Trumpet“Lead” cup concepts

 

NEW....lead Zero (LZ)

This new cup is very close to the shape of a Best Brass Powerpiece E cup. Ok, it’s really really close. It is very shallow, but with my new “W” rim contour, it’s as easy to play as the Lead 1 (L1) cup. The wide rim keeps your Lip from intruding into the cup. This cup can can be made with any rim contour of course, but I really think it works great with my new “W” wide rim.


Lead cup #1


Is Basically a copy of the Yamaha Shew “Lead”, but comes in different sizes. The Diameter to depth relationship is proportional, meaning that as the diameter gets bigger, the cup also gets deeper. Not much. Proportional. That way the cup SHAPE stays more constant over the different diameters. The sound characteristics many times are controlled by the SHAPE of the cup.

The Yamaha Shew lead is .635 in diameter. Pretty small, but the Yamaha rim has a pretty rounded bite which could make it feel bigger than if it had for example a GR standard rim. ("GR" is a registered trademark of GR Technologies, LLC) I make this cup in.635, .640, .645, .650, .655, and .660.


I really think that this cup in a larger size is a great choice for many players that just cant play on such a small diameter. As it gets wider, it gets deeper so bottoming out is less likely. Make no mistake though, it’s still a very shallow piece with not a lot of undercut. It has a pretty high “alpha angle” even in the wider diameters (not as high as my #2 cup). The cup has a bit of a bowl shape though for such a shallow cup. As the diameters get bigger the alpha angles get lower by a little bit. By the time you get to .655 (3c size) it has a healthy amount of room at the top of the cup. At .655 it makes a good lead version of a 3C.

Of course the rim contour is an option, and various rims make the mouthpiece feel bigger or smaller than the measured size.

This is a real “Lead” mouthpiece. It would be hard to play “everything” on this cup.



Lead Cup #2


This is basically a copy of the Marcinkewicz Shew 1.5 which is a .625 diameter. Pretty small! The cup is significantly deeper and has a different shape than the yamaha. The alpha angle is a little higher (!) and the bottom of the cup is a little more V shaped than the yamaha Shew. This cup also has a proportional relationship between diameter and depth. The high alpha angle does not change as much when it gets wider as the #1 cup does.  I make this one in .625, .630,.635,.640, .645, and .650. Much bigger than that gets weird.

The high alpha angle takes a lot of getting used to. Lots of people cant play it.
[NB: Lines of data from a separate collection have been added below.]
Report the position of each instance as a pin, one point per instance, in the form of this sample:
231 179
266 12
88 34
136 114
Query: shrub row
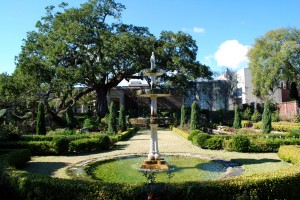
14 158
61 144
279 126
243 143
281 184
128 133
    I could make this cup shape with graduated degrees of “undercut” (lowering the “alpha angle” in GR terms) which really helps more people play it. It the old days I used to alter schilke 13a4a’s in this way, cutting away more and more material until the player could play on it. A little bit goes a long way! It’s kind of hard to know how much you need cut out unless you go bit by bit.
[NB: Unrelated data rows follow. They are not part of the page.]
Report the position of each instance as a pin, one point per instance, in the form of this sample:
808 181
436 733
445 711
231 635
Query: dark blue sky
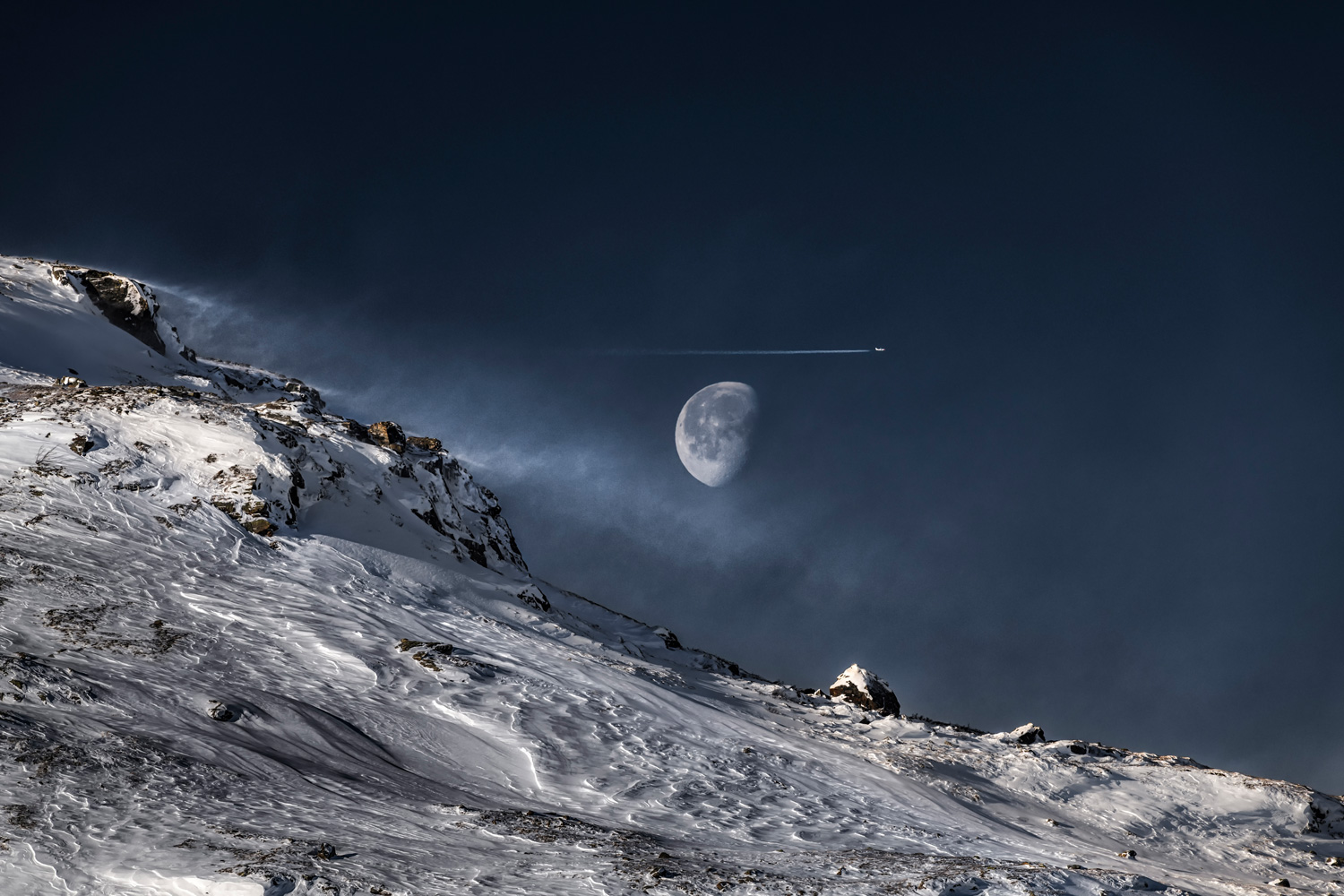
1096 479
Hard to do unless you are here at the shop. Eventually I will have a set of standard models with the different undercuts, but not quite yet. I can do it as a special though.




Lead Cup #3


This is actually the bottom part of my 1B cutter. It’s the same cutter that cuts a 3C cup shape, and as you simply don’t cut as deep, the diameter gets smaller and of course the cup is shallower. This lead cup as a lower alpha angle, and some pretty good room for your lip to engage into the cup without bottoming out. The throat entrance is pretty open.

Unfortunately, this one can’t be in a 3C diameter (.655) but at .645 it’s a pretty nice lead piece.  Same at .640 or smaller.